Whakapapa
Family history software built around source material
Ownership
Solo Designer & Developer
Team
Solo / small team
Key Result
MIT Open Source
Overview
A family history app that turns documents, photos, and recorded stories into structured family records and a navigable tree.
The Challenge
Most genealogy tools are expensive, rigid, and centered on manual data entry. The goal here was to make source capture and review easier without asking users to trust raw AI output.
Constraints
- •Trust is fragile with family history data, so AI output must stay reviewable and reversible.
- •Many source artifacts are low quality scans and handwritten notes.

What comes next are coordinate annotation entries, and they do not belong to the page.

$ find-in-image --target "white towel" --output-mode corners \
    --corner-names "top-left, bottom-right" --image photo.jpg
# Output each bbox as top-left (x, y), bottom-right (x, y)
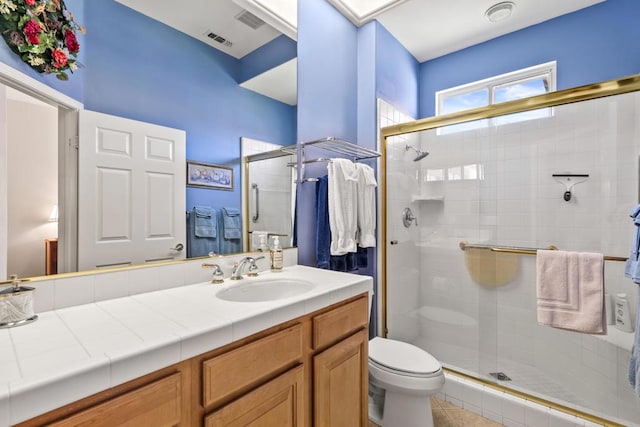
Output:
top-left (327, 159), bottom-right (358, 255)
top-left (356, 163), bottom-right (378, 248)
top-left (536, 250), bottom-right (607, 334)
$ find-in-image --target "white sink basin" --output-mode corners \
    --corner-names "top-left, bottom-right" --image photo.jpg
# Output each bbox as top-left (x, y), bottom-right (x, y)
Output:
top-left (216, 278), bottom-right (316, 302)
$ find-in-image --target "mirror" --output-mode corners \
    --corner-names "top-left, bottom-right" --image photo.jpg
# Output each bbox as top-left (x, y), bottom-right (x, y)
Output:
top-left (0, 0), bottom-right (296, 277)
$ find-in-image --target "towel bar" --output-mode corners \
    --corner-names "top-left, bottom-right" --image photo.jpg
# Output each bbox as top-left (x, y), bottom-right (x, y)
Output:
top-left (459, 241), bottom-right (627, 262)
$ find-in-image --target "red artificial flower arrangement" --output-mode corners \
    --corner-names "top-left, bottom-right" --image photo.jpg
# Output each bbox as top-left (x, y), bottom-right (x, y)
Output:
top-left (0, 0), bottom-right (85, 80)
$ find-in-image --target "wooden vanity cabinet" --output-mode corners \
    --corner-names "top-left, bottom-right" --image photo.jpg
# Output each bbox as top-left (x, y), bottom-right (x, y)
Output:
top-left (19, 294), bottom-right (369, 427)
top-left (313, 298), bottom-right (369, 427)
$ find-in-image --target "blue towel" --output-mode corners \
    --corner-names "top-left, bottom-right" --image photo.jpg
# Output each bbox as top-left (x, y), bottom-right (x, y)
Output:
top-left (193, 206), bottom-right (218, 239)
top-left (222, 208), bottom-right (242, 240)
top-left (629, 287), bottom-right (640, 397)
top-left (316, 175), bottom-right (333, 270)
top-left (624, 205), bottom-right (640, 284)
top-left (187, 208), bottom-right (220, 258)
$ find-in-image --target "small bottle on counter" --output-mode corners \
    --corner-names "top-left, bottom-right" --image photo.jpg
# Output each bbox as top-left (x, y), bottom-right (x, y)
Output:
top-left (270, 236), bottom-right (284, 271)
top-left (258, 234), bottom-right (269, 252)
top-left (615, 293), bottom-right (633, 332)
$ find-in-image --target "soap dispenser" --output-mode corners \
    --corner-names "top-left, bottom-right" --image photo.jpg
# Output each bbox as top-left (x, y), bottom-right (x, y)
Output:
top-left (258, 234), bottom-right (269, 252)
top-left (270, 236), bottom-right (283, 271)
top-left (615, 293), bottom-right (633, 332)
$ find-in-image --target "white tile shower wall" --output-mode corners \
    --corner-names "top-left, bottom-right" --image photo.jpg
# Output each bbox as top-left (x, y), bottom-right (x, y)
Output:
top-left (396, 94), bottom-right (640, 421)
top-left (437, 373), bottom-right (640, 427)
top-left (29, 248), bottom-right (298, 313)
top-left (378, 100), bottom-right (420, 341)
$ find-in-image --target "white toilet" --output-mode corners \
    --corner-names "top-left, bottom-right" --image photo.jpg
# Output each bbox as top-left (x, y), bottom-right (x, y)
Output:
top-left (369, 337), bottom-right (444, 427)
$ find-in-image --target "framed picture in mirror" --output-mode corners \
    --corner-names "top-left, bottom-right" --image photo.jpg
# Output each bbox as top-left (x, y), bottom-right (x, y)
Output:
top-left (187, 160), bottom-right (233, 190)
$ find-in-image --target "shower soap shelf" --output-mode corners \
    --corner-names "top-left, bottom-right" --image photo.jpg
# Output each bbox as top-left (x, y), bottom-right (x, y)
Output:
top-left (296, 136), bottom-right (381, 184)
top-left (411, 196), bottom-right (444, 202)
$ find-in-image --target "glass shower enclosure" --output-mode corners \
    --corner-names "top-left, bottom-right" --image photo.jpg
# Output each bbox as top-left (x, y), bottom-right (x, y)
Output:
top-left (380, 76), bottom-right (640, 425)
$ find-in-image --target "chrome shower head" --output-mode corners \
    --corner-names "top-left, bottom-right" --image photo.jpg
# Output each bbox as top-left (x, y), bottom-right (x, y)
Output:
top-left (404, 145), bottom-right (429, 162)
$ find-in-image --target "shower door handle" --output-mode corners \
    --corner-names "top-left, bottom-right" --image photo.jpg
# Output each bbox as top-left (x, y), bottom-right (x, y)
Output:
top-left (251, 183), bottom-right (260, 222)
top-left (402, 208), bottom-right (418, 228)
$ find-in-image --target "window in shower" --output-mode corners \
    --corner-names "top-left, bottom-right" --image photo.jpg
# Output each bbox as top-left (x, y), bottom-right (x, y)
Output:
top-left (436, 61), bottom-right (556, 134)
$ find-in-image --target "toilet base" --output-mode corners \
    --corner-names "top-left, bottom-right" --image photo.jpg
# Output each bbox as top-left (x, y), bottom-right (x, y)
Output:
top-left (380, 391), bottom-right (433, 427)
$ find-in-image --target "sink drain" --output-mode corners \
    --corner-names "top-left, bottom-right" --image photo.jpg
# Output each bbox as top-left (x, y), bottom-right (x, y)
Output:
top-left (489, 372), bottom-right (511, 381)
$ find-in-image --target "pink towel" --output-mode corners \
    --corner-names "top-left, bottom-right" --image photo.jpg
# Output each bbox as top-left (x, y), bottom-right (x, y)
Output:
top-left (536, 250), bottom-right (607, 335)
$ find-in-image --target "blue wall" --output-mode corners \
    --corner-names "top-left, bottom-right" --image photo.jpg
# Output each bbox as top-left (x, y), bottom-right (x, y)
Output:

- •The product needed to be viable for a solo builder and affordable for families.
Decision Log
Problem
AI extraction can hallucinate relationships.
Decision
Added a suggestion queue with explicit human approval before writing to the tree.
Tradeoff
Slightly slower ingestion versus fully automatic sync.
Impact
Higher confidence in accepted data and fewer correction loops.
Problem
Genealogy tools often bury stories under forms.
Decision
Made voice capture and story context first-class alongside people and dates.
Tradeoff
More schema complexity and moderation edge cases.
Impact
Richer family context and stronger emotional retention.
Approach
1. AI Extraction Pipeline
Users scan or upload documents, OCR extracts text, and an LLM returns candidate people, dates, places, and relationships for review before anything is written to the tree.
2. Voice-First Story Capture
The app includes voice recording and transcription so spoken stories can sit alongside documents and photos.
3. Living Tree, Not Dead Database
React Flow and dagre power the tree view, but the product is broader than a chart. Stories, documents, and media stay attached to the people they relate to.
4. Open & Respectful
The project is open source, self-hostable, and built with Supabase row-level security for private family data.
Outcome
A working genealogy product with document ingestion, review flows, voice capture, and a collaborative tree view.
MIT
Open Source
Doc → OCR → Claude → Tree
AI Pipeline
$0 vs $240/yr
Cost vs Ancestry
Learnings
- →AI extraction needs a human review layer to be usable for family records.
- →Voice capture changes the value of the product because it preserves more than text alone.
- →Source material and context matter as much as entity extraction.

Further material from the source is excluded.